Il me faut préciser que Richard Dumblecoings, Directeur de Sciences Poudlard, Conseiller d’Etat, Chevalier de l’ordre national du Mérite, Chevalier de la Légion d’honneur, membre du club Le Siècle, Grand Gourou de la Convention ZEP, est la figure emblématique, parfois même idolâtrée, de l’établissement. Sa personnalité excentrique, l’importance accordée à son jugement au sein du Ministère de la Magie, ainsi que ses posts humoristiques sur Facebook, lui confèrent une aura sans précédent dans l’histoire de de l’école. De nombreuses sources le considèrent comme « le plus grand directeur de Sciences Poudlard de tous les temps ».

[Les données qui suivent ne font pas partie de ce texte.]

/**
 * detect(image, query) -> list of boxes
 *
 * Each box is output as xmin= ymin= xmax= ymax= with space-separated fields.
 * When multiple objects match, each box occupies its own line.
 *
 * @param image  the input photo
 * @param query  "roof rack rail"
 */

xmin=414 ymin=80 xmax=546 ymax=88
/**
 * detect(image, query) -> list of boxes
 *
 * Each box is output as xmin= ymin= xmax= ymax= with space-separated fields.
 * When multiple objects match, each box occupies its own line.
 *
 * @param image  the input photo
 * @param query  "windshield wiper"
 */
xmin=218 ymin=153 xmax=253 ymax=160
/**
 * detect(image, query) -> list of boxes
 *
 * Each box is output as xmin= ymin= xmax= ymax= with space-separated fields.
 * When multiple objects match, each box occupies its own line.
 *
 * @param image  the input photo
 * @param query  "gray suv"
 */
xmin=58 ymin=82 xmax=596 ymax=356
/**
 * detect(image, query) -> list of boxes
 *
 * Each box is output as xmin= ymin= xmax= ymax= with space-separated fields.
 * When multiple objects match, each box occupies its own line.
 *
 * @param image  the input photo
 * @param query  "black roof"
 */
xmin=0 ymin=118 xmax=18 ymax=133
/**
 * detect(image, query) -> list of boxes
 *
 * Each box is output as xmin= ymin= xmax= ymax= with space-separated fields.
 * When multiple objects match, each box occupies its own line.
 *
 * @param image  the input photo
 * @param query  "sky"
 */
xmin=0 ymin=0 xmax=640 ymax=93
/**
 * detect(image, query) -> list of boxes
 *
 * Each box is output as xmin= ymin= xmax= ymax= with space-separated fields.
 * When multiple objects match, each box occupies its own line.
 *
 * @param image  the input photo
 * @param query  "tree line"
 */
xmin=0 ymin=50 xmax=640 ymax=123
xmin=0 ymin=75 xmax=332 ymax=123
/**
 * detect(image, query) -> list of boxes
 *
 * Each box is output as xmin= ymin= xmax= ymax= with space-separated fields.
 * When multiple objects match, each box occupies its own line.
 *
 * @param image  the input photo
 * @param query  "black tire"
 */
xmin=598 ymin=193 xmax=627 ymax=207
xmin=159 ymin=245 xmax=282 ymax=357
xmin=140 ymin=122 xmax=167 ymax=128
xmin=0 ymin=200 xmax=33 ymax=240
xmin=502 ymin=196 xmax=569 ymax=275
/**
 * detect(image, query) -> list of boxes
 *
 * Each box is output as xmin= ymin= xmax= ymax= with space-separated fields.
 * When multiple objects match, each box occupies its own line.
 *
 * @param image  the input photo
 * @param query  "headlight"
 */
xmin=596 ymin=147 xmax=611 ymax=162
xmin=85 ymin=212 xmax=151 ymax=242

Le discours de cet éminent personnage terminé, vint la répartition dans les maisons. Elle fut rapide, puisqu’à Sciences Poudlard, les maisons ne sont qu’au nombre de deux, rivales depuis la Nuit des temps, et auxquelles l’appartenance se transmet souvent de génération en génération : Apple et Microsoft. Il convient d’en porter le signe ostentatoire sur soi à chaque instant. A ce titre, les employés de la bibliothèque ont choisi leur camp.

Ainsi commença donc ma scolarité à Sciences Poudlard. J’y découvris des cours aussi intéressants qu’éclectiques, allant de l’Introduction à l’Histoire contemporaine (où la capacité impressionnante du cours magistral à agir sur nous tel un somnifère rappelle fortement le professeur Binns) jusqu’aux Humanités scientifiques, matière aléatoire s’il en est, car nous y apprenons à lire l’avenir dans des cintres. Cette matière n’est, semble-t-il, accessible qu’à « ceux qui ont le don » On m’a dit que les deuxièmes années avaient même la possibilité de choisir « Défense contre les forces du mal » – ou « Le problème du mal », peut-être ai-je mal compris.

Je dus également m’inscrire à un cours de sport parmi une impressionnante diversité de cours, ne comprenant malheureusement pas le Quidditch, le budget des balais volants ayant été absorbé entièrement par le passage de la bibliothèque du côté des Forces de la Pomme.

Entre un sandwich à la cafétéria des cachots – infestée de Croûtards – et une sucrerie aux distributeurs Honeydukes, une bière aux Trois-Basiles et une sortie à St Germain-des-Préaulard, mon intégration fut rapide. Je m’habituais vite à travailler tard dans la nuit, dans mon appartement aussi grand qu’un placard sous l’escalier.

Rythmée par des dîners de conf plus enflammés que les soirées du professeur Slughorn, et par des cours de duels hebdomadaires habilement renommés « débats », ma vie à Sciences Poudlard suit désormais son cours, et ce malgré quelques désagréments : qui n’a jamais assisté à l’épatante transformation des gentils appariteurs, le soir vers 21h14, en une armée de Rusard hargneux ? Qui ne s’est jamais demandé où pouvait bien se cacher le troll qui empeste dans les toilettes des hommes, au 56 ? Les rumeurs les plus folles courent au sujet des membres de l’administration. Certains pensent que l’unique arbre du jardin, vestige du Saule Cogneur, y aurait été planté pour protéger les élèves du Palomo-garou. D’autres estiment que l’acharnement dont font preuve les expéditeurs des mails d’information ne peut qu’être l’œuvre d’elfes de maison surmenés.

Mais il y règne aussi une ambiance survoltée, lorsqu’arrivent le bal de fin d’année ou, surtout, le Tournoi des Neuf IEP. Pour cette manifestation, Sciences Poudlard élit des champions qui représentent l’école dans les épreuves imposées, tandis que les rangs des supporters, vêtus de jaune et noir (Poufsouffle) ou de rouge et jaune (Gryffondor), s’agenouillent plus bas que terre devant le portrait bichromatique de Dumblecoings.

Un jour, je serai quelqu’un d’important, puisque « tous les gens importants sont passés par Sciences Poudlard », et j’accompagnerai mes enfants dans la rue Saint-Guillaume afin qu’ils entrent, à leur tour, dans cette grande institution. En attendant, je vais lire les rapports de 3A à Harvard-Beauxbâtons, et vous souhaite un joyeux Halloween.